Melissa Raspa

Melissa Raspa is a Senior Scientist and Director of the GenOmics and Translational Research Center. The center comprises staff who span the translational research continuum, from discovery ‘omics to clinical research and the implementation of best practice in public health or other systems and the community. Her research focuses on children and adults with neurodevelopmental or rare genetic disorders and their families. 

Much of Dr. Raspa’s work has examined early identification of rare genetic conditions, described the clinical phenotype of these disorders, and assessed the impact on families. She has conducted large-scale pilot studies in newborn screening, provided technical assistance to state newborn screening programs, and conducted newborn screening program evaluations. In addition, she has developed and evaluated the utility of outcome measures for rare genetic conditions for use in clinical trials and developed disease-specific registries to conduct observational studies. Dr. Raspa also has conducted work in health communication and disability, including developing materials for parents of young children to recognize the early signs of developmental delay and adapting health care materials, such as those related to participating in clinical trials, for individuals with intellectual and developmental disabilities and their families.
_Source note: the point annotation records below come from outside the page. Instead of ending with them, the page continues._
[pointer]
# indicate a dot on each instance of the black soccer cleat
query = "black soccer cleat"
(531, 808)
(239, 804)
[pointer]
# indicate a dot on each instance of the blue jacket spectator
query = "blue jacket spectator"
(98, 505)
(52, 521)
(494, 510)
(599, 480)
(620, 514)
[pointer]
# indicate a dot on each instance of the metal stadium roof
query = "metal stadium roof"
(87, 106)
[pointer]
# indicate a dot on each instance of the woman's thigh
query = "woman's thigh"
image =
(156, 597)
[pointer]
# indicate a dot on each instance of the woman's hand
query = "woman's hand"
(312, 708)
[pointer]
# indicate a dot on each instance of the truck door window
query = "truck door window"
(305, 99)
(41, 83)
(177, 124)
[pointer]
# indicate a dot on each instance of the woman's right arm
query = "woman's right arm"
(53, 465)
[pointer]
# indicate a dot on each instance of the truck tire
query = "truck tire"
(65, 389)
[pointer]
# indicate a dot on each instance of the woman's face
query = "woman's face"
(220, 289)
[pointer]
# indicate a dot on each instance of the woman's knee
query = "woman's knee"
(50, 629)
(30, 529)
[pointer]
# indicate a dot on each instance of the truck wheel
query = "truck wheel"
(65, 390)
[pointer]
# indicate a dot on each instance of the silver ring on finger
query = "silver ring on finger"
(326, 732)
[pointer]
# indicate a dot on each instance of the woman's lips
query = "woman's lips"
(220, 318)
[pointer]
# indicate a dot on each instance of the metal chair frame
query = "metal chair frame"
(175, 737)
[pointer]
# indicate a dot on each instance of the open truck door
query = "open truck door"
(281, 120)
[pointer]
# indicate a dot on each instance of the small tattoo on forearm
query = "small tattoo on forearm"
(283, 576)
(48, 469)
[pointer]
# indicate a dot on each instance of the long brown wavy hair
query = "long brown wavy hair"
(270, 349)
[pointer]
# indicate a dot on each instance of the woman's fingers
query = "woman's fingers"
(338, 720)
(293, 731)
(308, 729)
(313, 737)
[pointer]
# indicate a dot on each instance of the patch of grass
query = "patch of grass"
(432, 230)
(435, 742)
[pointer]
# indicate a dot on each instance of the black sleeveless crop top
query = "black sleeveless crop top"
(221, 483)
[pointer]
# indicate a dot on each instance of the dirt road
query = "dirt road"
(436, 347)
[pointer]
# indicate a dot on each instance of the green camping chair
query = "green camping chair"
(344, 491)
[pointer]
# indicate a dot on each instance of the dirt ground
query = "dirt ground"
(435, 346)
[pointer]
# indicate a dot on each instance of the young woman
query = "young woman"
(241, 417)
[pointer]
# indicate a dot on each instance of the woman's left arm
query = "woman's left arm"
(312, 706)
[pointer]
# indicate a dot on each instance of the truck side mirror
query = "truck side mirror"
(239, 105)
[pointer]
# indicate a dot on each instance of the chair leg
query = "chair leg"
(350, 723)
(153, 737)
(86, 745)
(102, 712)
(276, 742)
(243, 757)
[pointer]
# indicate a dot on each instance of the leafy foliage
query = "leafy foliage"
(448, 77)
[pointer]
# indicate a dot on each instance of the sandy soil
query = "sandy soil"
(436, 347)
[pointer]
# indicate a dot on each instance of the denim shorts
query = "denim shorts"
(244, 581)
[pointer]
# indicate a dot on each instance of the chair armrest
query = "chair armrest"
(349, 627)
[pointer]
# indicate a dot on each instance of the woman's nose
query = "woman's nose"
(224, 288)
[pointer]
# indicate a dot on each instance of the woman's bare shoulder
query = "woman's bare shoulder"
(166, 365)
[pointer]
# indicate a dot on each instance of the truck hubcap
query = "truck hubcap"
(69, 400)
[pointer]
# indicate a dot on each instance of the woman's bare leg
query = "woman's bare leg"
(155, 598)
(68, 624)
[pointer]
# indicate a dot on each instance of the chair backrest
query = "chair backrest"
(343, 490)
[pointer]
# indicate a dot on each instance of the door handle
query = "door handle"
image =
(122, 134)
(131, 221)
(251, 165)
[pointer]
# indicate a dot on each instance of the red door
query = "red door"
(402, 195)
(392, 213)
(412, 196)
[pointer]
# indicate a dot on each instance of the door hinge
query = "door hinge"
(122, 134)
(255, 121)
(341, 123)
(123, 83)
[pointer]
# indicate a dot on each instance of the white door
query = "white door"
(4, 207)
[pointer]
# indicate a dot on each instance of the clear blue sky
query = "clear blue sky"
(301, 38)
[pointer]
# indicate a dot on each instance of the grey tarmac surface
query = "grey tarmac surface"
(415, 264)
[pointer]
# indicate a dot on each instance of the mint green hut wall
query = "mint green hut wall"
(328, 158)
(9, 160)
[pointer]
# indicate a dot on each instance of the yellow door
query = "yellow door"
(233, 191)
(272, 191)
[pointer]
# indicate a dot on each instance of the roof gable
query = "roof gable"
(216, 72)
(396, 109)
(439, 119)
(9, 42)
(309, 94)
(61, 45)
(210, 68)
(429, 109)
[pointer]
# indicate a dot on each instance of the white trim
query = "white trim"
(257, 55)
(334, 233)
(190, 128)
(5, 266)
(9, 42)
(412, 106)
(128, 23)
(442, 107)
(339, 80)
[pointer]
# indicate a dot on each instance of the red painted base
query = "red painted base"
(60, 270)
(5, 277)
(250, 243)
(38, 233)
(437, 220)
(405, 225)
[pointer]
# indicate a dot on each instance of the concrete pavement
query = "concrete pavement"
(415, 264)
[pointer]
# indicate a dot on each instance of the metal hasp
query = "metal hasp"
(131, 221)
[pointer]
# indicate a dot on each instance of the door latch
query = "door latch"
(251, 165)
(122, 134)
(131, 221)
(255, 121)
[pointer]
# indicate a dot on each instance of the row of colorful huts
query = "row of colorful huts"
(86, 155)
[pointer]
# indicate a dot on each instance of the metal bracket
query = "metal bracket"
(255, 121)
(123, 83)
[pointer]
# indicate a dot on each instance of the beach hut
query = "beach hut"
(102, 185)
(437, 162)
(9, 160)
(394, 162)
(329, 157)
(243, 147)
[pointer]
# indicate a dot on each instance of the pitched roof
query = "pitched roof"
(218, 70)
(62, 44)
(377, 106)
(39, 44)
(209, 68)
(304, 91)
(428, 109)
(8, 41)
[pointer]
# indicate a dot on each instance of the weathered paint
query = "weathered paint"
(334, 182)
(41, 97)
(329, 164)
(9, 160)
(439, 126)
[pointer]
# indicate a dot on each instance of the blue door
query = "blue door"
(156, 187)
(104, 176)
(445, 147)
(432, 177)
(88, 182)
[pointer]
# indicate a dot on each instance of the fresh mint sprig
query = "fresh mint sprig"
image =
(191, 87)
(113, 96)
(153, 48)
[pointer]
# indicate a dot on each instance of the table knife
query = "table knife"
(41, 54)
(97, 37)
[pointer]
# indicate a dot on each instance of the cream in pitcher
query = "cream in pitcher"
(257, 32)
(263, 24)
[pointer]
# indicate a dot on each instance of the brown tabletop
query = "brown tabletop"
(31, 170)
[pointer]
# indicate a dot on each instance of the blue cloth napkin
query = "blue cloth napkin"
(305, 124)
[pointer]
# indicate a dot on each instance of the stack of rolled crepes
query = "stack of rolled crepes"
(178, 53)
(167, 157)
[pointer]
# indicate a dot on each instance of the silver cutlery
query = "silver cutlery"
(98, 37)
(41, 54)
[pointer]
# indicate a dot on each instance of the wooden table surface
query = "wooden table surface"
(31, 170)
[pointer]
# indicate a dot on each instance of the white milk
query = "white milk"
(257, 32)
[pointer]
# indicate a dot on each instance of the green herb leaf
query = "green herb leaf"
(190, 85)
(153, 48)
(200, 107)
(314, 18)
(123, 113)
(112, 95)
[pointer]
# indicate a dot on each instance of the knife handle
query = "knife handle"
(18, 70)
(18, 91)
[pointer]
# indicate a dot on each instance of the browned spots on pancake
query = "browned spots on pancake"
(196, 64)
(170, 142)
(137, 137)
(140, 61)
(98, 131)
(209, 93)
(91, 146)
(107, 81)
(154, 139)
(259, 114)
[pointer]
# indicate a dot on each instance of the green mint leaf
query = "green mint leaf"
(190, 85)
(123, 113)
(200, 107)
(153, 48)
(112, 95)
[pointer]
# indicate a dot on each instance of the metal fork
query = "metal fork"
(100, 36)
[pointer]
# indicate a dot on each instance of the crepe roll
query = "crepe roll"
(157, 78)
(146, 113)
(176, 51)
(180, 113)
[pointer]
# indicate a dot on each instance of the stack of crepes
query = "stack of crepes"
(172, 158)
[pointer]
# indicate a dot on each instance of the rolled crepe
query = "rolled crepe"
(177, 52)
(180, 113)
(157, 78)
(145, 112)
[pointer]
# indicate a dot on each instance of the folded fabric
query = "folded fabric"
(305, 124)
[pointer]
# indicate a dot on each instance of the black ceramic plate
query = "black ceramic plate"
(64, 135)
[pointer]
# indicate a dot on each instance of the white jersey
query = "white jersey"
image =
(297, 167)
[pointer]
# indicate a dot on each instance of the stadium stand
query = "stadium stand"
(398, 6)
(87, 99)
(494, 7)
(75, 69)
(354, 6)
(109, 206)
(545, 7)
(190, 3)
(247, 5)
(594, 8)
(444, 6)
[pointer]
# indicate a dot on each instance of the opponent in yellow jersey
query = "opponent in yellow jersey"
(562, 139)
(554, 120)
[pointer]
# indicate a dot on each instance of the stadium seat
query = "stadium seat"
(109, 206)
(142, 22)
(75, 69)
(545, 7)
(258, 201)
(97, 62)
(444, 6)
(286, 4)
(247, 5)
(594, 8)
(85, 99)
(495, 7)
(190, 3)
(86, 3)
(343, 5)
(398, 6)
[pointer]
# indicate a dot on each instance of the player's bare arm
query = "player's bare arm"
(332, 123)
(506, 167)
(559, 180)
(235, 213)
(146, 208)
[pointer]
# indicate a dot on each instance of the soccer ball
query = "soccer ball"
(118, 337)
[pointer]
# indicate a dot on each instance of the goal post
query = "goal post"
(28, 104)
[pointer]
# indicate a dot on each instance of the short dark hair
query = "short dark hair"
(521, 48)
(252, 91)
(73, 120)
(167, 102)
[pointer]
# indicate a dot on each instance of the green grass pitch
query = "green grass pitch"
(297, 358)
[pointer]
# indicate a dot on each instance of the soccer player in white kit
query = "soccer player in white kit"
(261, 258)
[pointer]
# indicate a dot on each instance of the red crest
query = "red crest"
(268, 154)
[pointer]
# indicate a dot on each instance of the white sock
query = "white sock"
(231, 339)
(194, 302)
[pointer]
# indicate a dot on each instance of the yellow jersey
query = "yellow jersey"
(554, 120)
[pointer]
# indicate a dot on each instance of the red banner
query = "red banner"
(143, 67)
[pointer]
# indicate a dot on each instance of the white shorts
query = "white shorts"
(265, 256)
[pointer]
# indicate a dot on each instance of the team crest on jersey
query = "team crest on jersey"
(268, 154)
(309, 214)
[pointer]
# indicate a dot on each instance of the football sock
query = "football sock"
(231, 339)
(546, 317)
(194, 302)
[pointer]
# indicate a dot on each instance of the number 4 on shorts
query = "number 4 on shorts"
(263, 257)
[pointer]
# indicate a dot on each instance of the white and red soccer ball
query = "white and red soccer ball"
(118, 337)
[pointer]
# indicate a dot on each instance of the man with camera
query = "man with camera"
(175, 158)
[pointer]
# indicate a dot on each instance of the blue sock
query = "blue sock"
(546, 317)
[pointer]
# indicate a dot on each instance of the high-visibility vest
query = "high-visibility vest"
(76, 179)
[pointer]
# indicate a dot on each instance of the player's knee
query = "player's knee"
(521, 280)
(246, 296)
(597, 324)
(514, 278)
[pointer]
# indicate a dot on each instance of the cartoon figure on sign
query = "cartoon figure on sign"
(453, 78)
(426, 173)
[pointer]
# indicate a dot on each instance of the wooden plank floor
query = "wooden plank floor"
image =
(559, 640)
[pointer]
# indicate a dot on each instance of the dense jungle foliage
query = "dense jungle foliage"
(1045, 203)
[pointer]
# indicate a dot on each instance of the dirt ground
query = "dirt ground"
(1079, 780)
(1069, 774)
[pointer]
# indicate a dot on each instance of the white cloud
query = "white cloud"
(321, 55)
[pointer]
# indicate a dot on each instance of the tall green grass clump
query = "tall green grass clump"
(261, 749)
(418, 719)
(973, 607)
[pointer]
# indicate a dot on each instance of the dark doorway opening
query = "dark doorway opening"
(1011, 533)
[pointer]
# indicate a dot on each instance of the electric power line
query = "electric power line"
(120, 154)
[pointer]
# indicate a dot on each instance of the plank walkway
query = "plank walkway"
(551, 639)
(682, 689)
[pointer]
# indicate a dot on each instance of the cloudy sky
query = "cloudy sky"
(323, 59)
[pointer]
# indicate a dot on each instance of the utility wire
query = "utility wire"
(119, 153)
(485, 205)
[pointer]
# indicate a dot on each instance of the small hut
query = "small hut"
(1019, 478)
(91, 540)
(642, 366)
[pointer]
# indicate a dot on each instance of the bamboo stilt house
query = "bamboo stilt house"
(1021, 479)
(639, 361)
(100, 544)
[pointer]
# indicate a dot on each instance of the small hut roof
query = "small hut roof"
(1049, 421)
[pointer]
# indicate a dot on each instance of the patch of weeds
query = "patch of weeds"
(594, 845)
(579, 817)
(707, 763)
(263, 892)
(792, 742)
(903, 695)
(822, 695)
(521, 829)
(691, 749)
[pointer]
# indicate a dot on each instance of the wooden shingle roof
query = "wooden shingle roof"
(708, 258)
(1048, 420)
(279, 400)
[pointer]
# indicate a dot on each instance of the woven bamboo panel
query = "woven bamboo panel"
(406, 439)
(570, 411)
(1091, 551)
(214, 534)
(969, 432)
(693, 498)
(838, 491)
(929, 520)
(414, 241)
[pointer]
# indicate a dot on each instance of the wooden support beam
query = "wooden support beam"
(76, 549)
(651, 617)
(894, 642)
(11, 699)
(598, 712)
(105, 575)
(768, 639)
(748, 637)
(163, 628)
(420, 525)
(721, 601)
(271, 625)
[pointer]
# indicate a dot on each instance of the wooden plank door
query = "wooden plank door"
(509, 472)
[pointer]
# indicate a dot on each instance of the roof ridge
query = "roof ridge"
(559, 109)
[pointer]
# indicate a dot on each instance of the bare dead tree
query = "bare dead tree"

Dr. Raspa began working at RTI in 2005. She currently serves as Principal Investigator, Project Director, or co-Investigator on multiple projects with funding from the Eunice Kennedy Shriver National Institute of Child Health and Development, the Centers for Disease Control and Prevention, the Health Resources and Services Administration, and pharmaceutical companies. Over the years, she also has collaborated with patient advocacy groups and partnered with patient advocates. Dr. Raspa has received RTI’s Highly Published Author and Highly Cited Author Award every year since 2011 as well as the President’s Award.